Para combater essa influência cultural e evitar o afastamento de pessoas que não se sentem capazes de interromper o uso, o Conselho Federal de Psicologia defende a redução de danos no consumo de álcool. Essa abordagem busca intervir, observando o contexto de vida da pessoa, suas relações familiares e o papel da substância em sua dinâmica social, promovendo a qualidade de vida.

O desafio das políticas públicas e a meta de redução
O problema tem dimensão global. A Organização Mundial da Saúde (OMS) atribuiu ao álcool 18% das mortes autoprovocadas ocorridas em 2019, o que corresponde a mais de 203 mil pessoas. No Brasil, o consumo per capita em 2019 era de 7,7 litros, bem acima da média mundial de 5,5 litros. Em 2023, o Ministério da Saúde identificou que mais de 20% dos adultos brasileiros faziam uso abusivo de álcool, e a meta nacional é reduzir essa proporção para 17% até 2030.

Para que essa meta seja alcançada, a psiquiatra Alessandra Dielh ressalta que são necessárias decisões políticas firmes. Ela critica a atuação da indústria do álcool, que interfere nas políticas públicas e promove propagandas que desvirtuam a natureza alcoólica da cerveja.

A psiquiatra Miriam Gondenberg cita o exemplo da Rússia, que conseguiu reduzir significativamente as taxas de suicídio ao aumentar a taxação do álcool e intervir na propaganda, evidenciando o poder das ações de controle. As especialistas também enfatizam a urgência de um maior controle na venda e entrega de bebidas para adolescentes, um público cujo cérebro ainda está em desenvolvimento e é extremamente vulnerável aos danos do álcool.

Onde buscar apoio
Pessoas que enfrentam ideações suicidas, outras emoções desafiadoras ou problemas relacionados ao consumo de álcool devem procurar ajuda nos Centros de Atenção Psicossocial (Caps) e Unidades Básicas de Saúde (UBS).

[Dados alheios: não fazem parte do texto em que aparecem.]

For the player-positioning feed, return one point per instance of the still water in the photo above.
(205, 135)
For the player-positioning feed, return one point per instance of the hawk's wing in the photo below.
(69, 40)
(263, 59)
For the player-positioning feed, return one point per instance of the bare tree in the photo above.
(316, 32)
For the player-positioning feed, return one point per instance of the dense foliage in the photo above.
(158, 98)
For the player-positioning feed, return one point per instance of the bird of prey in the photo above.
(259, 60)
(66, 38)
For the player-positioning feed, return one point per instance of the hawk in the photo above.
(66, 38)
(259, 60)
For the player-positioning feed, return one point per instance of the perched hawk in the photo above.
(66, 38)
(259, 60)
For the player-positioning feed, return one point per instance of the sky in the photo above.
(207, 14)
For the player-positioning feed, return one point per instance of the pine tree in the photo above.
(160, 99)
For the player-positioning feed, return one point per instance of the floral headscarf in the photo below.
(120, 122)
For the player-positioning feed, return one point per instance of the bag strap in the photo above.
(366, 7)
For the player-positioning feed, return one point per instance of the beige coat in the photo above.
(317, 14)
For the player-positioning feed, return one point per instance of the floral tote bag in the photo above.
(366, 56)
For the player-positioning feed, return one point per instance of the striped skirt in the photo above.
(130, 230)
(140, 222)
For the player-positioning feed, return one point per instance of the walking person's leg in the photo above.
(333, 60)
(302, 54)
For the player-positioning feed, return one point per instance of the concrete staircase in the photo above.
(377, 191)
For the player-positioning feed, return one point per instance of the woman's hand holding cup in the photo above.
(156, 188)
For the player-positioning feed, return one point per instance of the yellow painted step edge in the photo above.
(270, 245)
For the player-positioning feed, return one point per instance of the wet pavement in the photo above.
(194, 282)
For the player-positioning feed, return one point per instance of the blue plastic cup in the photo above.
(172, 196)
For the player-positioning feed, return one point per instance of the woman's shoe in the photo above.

Em casos de emergência, o socorro pode ser buscado nas Unidades de Pronto Atendimento (UPA) e hospitais, ou pelo SAMU 192. Além disso, o Centro de Valorização da Vida (CVV) oferece apoio emocional gratuito e sigiloso pelo telefone 188 e pelo site cvv.org.br. Com informações da Agência Brasil

*os nomes das personagens foram trocados por nomes fictícios a pedido das mesmas.